Un jeune homme ayant par gageure montré son derriere à un juge de village qui tenoit l'audience, le juge en dressa procès-verbal & decréta le délinquant, lequel fut condamné à demander pardon au juge étant à genoux, l'audience tenante, & à payer une aumône considérable, applicable aux réparations de l'auditoire ; ce qui fait voir que le ministere du moindre juge est toujours respectable.

Il a aussi été défendu aux comédiens & à toutes autres personnes dans les bals, de se servir d'habits ecclésiastiques ou religieux, parce que cela tourneroit au mépris des personnes de cet état & des cérémonies de l'Eglise.
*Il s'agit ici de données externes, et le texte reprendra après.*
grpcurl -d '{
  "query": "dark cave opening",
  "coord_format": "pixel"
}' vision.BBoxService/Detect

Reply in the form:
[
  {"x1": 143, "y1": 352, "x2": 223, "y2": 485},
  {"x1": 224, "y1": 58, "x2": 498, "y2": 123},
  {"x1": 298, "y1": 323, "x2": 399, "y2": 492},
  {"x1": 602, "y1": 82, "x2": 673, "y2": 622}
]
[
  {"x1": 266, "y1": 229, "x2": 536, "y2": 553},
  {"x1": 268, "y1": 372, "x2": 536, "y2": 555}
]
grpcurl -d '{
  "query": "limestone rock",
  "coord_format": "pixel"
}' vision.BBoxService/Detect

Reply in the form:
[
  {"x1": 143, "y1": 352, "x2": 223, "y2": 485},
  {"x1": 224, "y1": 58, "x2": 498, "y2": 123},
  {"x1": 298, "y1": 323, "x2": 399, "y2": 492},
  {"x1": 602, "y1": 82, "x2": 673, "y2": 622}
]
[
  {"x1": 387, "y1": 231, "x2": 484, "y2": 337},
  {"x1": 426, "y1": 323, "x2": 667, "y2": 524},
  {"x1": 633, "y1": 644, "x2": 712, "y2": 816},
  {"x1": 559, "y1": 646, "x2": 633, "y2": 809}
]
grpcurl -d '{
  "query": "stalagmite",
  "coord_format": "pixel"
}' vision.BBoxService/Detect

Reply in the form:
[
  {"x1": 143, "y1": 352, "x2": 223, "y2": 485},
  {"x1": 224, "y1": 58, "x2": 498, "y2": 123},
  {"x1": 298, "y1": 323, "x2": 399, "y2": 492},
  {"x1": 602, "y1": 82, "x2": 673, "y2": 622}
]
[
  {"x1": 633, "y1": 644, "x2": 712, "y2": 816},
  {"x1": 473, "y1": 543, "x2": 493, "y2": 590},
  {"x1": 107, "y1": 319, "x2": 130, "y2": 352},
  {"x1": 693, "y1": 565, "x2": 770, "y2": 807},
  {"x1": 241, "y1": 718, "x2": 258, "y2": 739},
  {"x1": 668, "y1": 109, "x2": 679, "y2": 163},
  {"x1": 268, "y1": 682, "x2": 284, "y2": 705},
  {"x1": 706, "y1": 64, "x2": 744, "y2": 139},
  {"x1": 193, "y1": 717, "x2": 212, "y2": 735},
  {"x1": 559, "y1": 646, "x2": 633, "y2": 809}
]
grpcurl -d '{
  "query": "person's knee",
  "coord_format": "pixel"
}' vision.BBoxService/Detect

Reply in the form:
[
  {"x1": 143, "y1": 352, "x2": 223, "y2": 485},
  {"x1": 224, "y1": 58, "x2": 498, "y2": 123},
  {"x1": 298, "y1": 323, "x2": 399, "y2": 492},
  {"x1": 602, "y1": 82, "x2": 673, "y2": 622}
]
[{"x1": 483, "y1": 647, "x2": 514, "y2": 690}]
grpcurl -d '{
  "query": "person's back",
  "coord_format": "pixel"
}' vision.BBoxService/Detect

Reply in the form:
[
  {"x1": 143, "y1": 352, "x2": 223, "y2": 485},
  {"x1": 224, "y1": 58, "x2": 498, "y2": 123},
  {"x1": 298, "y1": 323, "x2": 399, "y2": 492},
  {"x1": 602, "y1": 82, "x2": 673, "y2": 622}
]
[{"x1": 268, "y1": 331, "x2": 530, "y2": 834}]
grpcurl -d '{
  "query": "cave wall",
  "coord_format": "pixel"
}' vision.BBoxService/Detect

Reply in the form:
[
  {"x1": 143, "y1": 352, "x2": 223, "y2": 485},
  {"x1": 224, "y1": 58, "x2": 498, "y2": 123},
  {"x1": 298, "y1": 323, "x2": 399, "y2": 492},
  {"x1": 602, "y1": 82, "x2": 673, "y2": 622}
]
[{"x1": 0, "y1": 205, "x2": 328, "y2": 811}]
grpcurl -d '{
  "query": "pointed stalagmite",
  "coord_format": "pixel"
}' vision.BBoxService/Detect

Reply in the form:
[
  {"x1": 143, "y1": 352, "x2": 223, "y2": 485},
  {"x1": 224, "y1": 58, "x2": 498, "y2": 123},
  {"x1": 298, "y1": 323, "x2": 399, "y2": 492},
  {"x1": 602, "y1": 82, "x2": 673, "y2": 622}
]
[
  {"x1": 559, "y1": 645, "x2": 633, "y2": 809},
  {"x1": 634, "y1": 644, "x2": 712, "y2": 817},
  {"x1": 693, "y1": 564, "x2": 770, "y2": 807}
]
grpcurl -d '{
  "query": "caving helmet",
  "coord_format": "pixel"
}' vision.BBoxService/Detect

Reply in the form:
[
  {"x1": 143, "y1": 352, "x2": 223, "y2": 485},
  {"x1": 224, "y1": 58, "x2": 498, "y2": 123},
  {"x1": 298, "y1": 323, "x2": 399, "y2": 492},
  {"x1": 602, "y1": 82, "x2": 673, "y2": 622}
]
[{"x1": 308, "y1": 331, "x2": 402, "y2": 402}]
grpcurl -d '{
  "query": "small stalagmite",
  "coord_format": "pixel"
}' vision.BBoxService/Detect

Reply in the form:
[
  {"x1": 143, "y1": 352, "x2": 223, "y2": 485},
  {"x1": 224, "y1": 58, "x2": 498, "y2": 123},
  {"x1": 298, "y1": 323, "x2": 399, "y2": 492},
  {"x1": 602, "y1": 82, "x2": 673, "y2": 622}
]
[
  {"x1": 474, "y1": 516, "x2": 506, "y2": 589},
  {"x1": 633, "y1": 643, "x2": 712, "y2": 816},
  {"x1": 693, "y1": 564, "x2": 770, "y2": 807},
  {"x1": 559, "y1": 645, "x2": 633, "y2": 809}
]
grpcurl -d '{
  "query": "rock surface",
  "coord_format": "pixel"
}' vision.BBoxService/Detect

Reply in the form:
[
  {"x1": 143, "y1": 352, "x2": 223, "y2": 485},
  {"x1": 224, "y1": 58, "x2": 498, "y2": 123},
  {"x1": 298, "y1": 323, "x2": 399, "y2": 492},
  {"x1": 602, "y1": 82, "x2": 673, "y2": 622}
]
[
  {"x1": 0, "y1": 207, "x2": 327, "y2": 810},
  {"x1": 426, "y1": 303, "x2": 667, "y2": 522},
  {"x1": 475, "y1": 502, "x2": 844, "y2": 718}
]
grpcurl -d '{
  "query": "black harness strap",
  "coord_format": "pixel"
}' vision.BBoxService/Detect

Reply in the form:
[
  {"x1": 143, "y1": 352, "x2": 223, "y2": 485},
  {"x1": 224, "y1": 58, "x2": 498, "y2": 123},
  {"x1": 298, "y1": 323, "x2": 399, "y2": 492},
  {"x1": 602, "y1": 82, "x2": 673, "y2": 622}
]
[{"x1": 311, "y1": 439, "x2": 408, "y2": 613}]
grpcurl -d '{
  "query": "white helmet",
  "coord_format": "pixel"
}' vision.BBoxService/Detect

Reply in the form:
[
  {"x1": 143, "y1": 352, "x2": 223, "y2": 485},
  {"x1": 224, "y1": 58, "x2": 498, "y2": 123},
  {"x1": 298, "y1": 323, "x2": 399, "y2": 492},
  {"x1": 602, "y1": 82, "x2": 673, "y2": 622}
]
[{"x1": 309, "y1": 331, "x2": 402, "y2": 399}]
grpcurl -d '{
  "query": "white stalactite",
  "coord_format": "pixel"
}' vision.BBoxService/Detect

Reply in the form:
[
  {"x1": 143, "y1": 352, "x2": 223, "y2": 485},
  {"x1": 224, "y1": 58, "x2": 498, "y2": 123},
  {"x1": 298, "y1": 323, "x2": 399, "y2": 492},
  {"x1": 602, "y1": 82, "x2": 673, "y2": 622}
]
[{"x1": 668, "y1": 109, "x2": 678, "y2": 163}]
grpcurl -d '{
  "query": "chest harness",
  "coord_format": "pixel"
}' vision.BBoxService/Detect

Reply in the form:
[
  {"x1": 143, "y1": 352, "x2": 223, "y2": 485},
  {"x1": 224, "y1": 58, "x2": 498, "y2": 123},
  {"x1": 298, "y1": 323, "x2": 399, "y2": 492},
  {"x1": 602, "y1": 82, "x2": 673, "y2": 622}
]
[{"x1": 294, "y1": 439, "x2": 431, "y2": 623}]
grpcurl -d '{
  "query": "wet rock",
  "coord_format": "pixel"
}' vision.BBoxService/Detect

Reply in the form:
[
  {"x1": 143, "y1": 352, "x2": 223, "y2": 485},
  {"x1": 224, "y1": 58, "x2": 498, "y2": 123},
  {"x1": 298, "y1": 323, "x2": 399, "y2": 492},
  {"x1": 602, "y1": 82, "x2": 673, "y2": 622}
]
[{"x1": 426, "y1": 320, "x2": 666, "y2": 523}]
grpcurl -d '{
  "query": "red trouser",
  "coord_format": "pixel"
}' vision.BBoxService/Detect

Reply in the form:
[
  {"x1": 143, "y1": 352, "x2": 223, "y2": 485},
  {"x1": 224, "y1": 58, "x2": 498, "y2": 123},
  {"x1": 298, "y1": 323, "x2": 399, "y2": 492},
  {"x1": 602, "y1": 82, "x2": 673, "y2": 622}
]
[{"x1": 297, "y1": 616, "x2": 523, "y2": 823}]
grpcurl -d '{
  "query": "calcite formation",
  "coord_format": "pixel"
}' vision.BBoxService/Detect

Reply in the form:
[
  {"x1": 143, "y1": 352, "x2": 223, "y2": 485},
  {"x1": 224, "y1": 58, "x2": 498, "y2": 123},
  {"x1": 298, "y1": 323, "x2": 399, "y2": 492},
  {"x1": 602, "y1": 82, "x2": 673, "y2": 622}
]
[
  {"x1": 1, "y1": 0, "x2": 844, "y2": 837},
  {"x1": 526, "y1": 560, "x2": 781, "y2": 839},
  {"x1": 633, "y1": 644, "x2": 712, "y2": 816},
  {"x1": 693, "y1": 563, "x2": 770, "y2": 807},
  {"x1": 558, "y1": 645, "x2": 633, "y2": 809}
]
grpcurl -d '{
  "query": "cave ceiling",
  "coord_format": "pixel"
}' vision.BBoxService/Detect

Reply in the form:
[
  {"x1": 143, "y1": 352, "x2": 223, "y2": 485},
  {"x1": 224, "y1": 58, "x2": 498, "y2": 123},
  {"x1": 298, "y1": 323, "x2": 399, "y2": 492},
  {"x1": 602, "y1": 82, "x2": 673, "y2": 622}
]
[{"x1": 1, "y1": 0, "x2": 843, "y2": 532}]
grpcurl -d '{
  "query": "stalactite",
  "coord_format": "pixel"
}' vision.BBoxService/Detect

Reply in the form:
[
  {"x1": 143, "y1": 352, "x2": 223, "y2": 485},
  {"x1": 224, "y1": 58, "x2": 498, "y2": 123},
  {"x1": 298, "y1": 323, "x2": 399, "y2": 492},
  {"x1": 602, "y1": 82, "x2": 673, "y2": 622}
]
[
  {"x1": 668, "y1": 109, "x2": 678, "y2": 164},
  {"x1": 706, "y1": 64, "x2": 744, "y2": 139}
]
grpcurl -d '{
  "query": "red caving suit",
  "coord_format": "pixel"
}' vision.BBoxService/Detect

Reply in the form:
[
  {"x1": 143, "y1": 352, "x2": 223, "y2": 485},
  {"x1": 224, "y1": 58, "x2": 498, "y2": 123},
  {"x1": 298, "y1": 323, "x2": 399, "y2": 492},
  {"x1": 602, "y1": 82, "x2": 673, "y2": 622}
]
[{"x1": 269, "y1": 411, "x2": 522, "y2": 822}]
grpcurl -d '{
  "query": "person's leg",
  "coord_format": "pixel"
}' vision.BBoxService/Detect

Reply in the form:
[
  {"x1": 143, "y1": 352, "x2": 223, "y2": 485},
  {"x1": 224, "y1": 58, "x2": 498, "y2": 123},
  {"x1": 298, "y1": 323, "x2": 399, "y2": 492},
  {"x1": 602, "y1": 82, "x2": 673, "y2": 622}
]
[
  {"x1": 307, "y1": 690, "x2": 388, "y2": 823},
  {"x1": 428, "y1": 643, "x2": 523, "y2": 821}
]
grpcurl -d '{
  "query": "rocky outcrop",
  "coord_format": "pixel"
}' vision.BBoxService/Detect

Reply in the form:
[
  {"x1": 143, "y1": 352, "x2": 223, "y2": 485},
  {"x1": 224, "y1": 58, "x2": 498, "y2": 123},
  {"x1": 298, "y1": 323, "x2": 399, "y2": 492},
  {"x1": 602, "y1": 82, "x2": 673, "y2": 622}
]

M. Le Bret en ses quest. not. rapporte qu'un homme ayant été pendu en effigie, & la potence s'étant trouvée le lendemain abattue, la partie civile, au lieu de la faire redresser comme on le lui avoit permis, la fit porter par un sergent chez un oncle du condamné, lui signifiant qu'il l'en faisoit gardien comme de biens de justice ; l'oncle s'en étant plaint, il y eut arrêt qui ordonna, que la partie iroit un jour de marché avec un sergent & l'exécuteur reprendre la potence au lieu où ils l'avoient mise en dépôt, avec défenses de récidiver, sous peine de punition corporelle.

Les injures sont légeres ou atroces, selon les circonstances qui les font réputer plus ou moins graves ; une injure devient atroce par plusieurs circonstances.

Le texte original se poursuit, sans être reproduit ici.